Apakah saya ini tidak memiliki teman? Meski sudah hampir dua setengah tahun tinggal dan bekerja di Bali, namun rutinitas yang saya jalani sehari-hari adalah rutinitas seputar berangkat dari rumah ke tempat kerja, sebuah proyek pembangunan hotel bintang lima di daerah Canggu. Berangkat pukul setengah delapan pagi, baru pulang paling cepat pukul enam atau setengah tujuh dari tempatkerja.  Dan dengan hari kerja yang Senin hingga Sabtu,  praktis saya hanya memiliki sedikit waktu terluang untuk kegiatan lain serta untuk bersosialisasi. Hari Minggu biasanya saya luangkan untuk di berjalan-jalan bersama istri dan anak-anak, beserta seorang kawan karib keluarga kami.

Ini tentu amat berbeda ketika saya masih bujang dan bekerja di Jakarta dulu. Saya amat banyak memiliki kegiatan selain bekerja. Saya memiliki kawan-kawan dari kegiatan Paduan Suara; saya masih rajin berkumpul dengan kawan-kawan dari masa Sekolah Dasar, SMP, SMA dan Kuliah; sesekali saya masih mengkontak dan bertemu dengan kawan-kawan dari tempat bekerja sebelumnya di sebuah radio swasta niaga. Untuk kegiatan bermusik, saya aktif berkumpul dan bersosialisasi di sebuah kommunitas Jass.  Dengan tetangga seputaran rumah pun saya selalu menyempatkan diri dalam berbagai kegiatan. Belum lagi terhitung teman-teman yang secara aktif berhubungan melalui jalur dunia maya. Wah kalo boleh membanggakan diri, saya ini bisa dibilang adalah pribadi yang cukup bergaul dan bersosialisasi.
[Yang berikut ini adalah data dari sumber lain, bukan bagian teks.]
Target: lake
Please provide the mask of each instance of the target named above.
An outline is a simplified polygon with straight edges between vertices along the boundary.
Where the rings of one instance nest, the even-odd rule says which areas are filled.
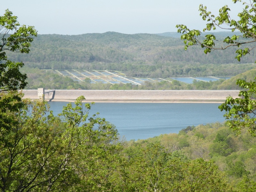
[[[68,102],[49,102],[57,115]],[[220,103],[96,103],[89,116],[99,116],[114,124],[121,137],[137,140],[161,134],[178,133],[189,126],[225,121]]]

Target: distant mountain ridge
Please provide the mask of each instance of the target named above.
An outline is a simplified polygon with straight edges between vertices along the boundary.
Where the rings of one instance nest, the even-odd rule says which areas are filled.
[[[215,34],[220,38],[233,34]],[[39,69],[137,71],[139,66],[141,72],[144,73],[155,70],[154,68],[159,67],[154,66],[160,66],[164,68],[162,71],[168,68],[166,73],[170,73],[168,71],[172,69],[175,71],[172,74],[178,75],[185,74],[183,69],[177,72],[179,66],[184,66],[185,70],[186,65],[239,63],[234,58],[235,48],[213,51],[207,55],[199,46],[185,51],[180,35],[174,32],[126,34],[114,32],[76,35],[39,35],[33,42],[29,54],[12,53],[9,56],[11,60],[22,61],[30,67]],[[255,53],[253,50],[241,62],[254,63]]]

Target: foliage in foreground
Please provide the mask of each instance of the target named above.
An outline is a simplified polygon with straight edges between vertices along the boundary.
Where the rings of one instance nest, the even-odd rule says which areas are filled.
[[[237,49],[235,51],[235,58],[240,61],[241,58],[254,49],[254,43],[256,42],[256,0],[233,0],[232,1],[235,4],[241,2],[244,5],[242,11],[238,14],[237,21],[230,17],[229,14],[230,10],[227,5],[221,8],[219,15],[215,17],[210,11],[207,11],[206,6],[202,4],[200,5],[200,16],[203,20],[208,22],[203,31],[215,30],[218,27],[229,30],[232,32],[238,31],[239,33],[234,33],[231,37],[228,36],[224,39],[219,40],[217,39],[213,34],[210,34],[202,40],[199,38],[201,32],[199,30],[190,30],[186,25],[177,25],[176,27],[178,32],[182,34],[181,38],[185,45],[185,50],[189,46],[200,45],[207,54],[211,53],[212,50],[223,50],[235,47]],[[219,41],[222,42],[222,45],[216,43]],[[243,89],[239,94],[239,98],[234,99],[229,97],[225,102],[219,107],[221,111],[226,111],[225,116],[230,128],[238,134],[241,133],[242,129],[245,128],[253,137],[256,136],[255,80],[246,82],[238,80],[237,84]]]
[[[222,124],[121,142],[113,125],[90,115],[91,105],[83,97],[58,116],[43,101],[8,100],[13,98],[1,99],[20,109],[1,111],[9,117],[0,129],[3,191],[255,189],[256,141]]]

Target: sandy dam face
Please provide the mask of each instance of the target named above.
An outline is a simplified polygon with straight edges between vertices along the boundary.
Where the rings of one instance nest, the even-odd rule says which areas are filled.
[[[86,102],[223,102],[238,97],[239,90],[45,90],[45,98],[51,101],[73,101],[83,95]],[[24,98],[38,98],[37,90],[24,90]]]

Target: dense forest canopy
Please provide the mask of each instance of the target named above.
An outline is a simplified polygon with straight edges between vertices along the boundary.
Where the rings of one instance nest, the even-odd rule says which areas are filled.
[[[227,32],[219,32],[220,37]],[[182,64],[237,63],[234,50],[206,55],[200,48],[183,50],[177,33],[132,35],[115,32],[78,35],[38,35],[29,56],[11,53],[11,59],[39,69],[88,69],[131,70],[134,66],[175,66]],[[241,61],[253,63],[252,51]],[[100,68],[101,69],[99,69]],[[150,70],[147,67],[147,70]]]

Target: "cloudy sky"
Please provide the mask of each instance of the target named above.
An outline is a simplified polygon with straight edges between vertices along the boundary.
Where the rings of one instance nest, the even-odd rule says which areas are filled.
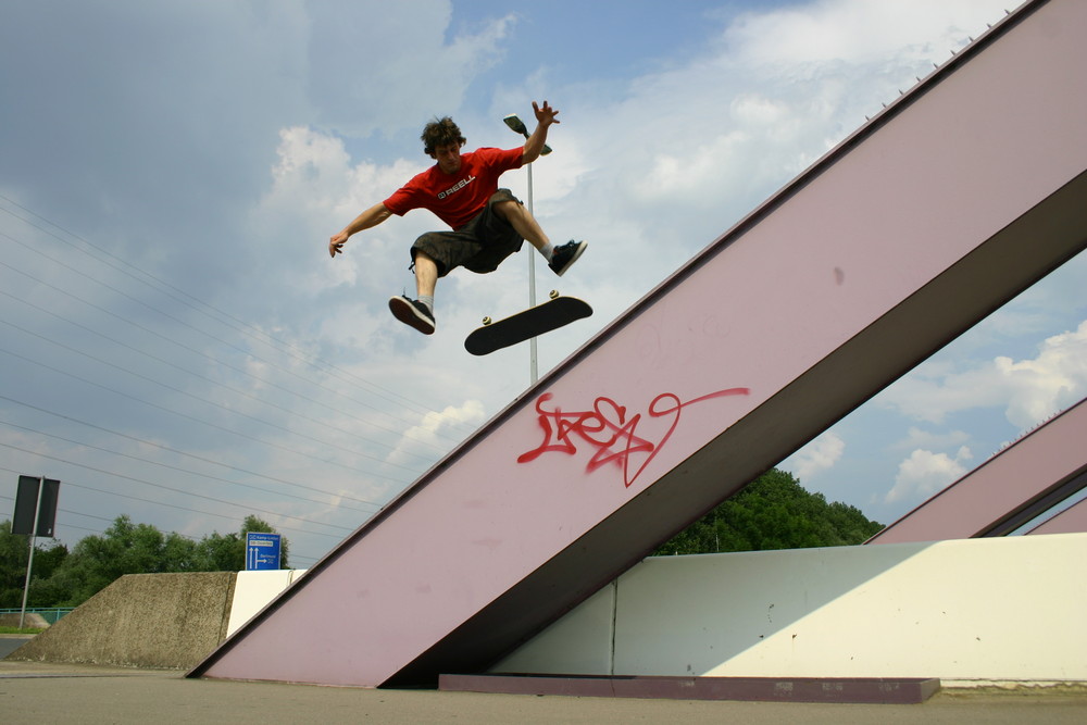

Dalam situasi seperti ini, ada rasa amat rindu dengan sahabat-sahabat saya saat masih di Jakarta dulu.

Tak terasa, memikirkan pertanyaan si penjaga bengkel tadi, saya telah menggowes jauh melebihi target saya ke Pantai Kedonganan, ya sudahlah pikir saya, sepeda pun saya arahkan sekalian ke Pantai Kuta, di sana lebih ramai dan barangkali saja saya bisa dapat teman untuk diajak bersepeda bersama-sama (endingnya mudah ditebak, saya tetap saja bersepeda sendirian).

Selepas area Kuta, saat hendak kembali menuju rumah, telepon di saku tas berdering,

“Pak lagi di mana?” suara istri saya di seberang telepon.

“Masih di Kuta nih mah, sudah mau pulang”.
“Kalo gitu aku jemput di pertigaan pasar Kuta ya Pak, ini kebetulan si Agam (salah seorang sahabat kami ketika di Jakarta dulu) sedang ada di Bali, nginep di daerah Kuta, aku mau jemput ke penginapannya”.

Aaaahhh... betapa senangnya ada seorang sahabat yang datang dari Jakarta dan menyempatkan diri untuk bertemu.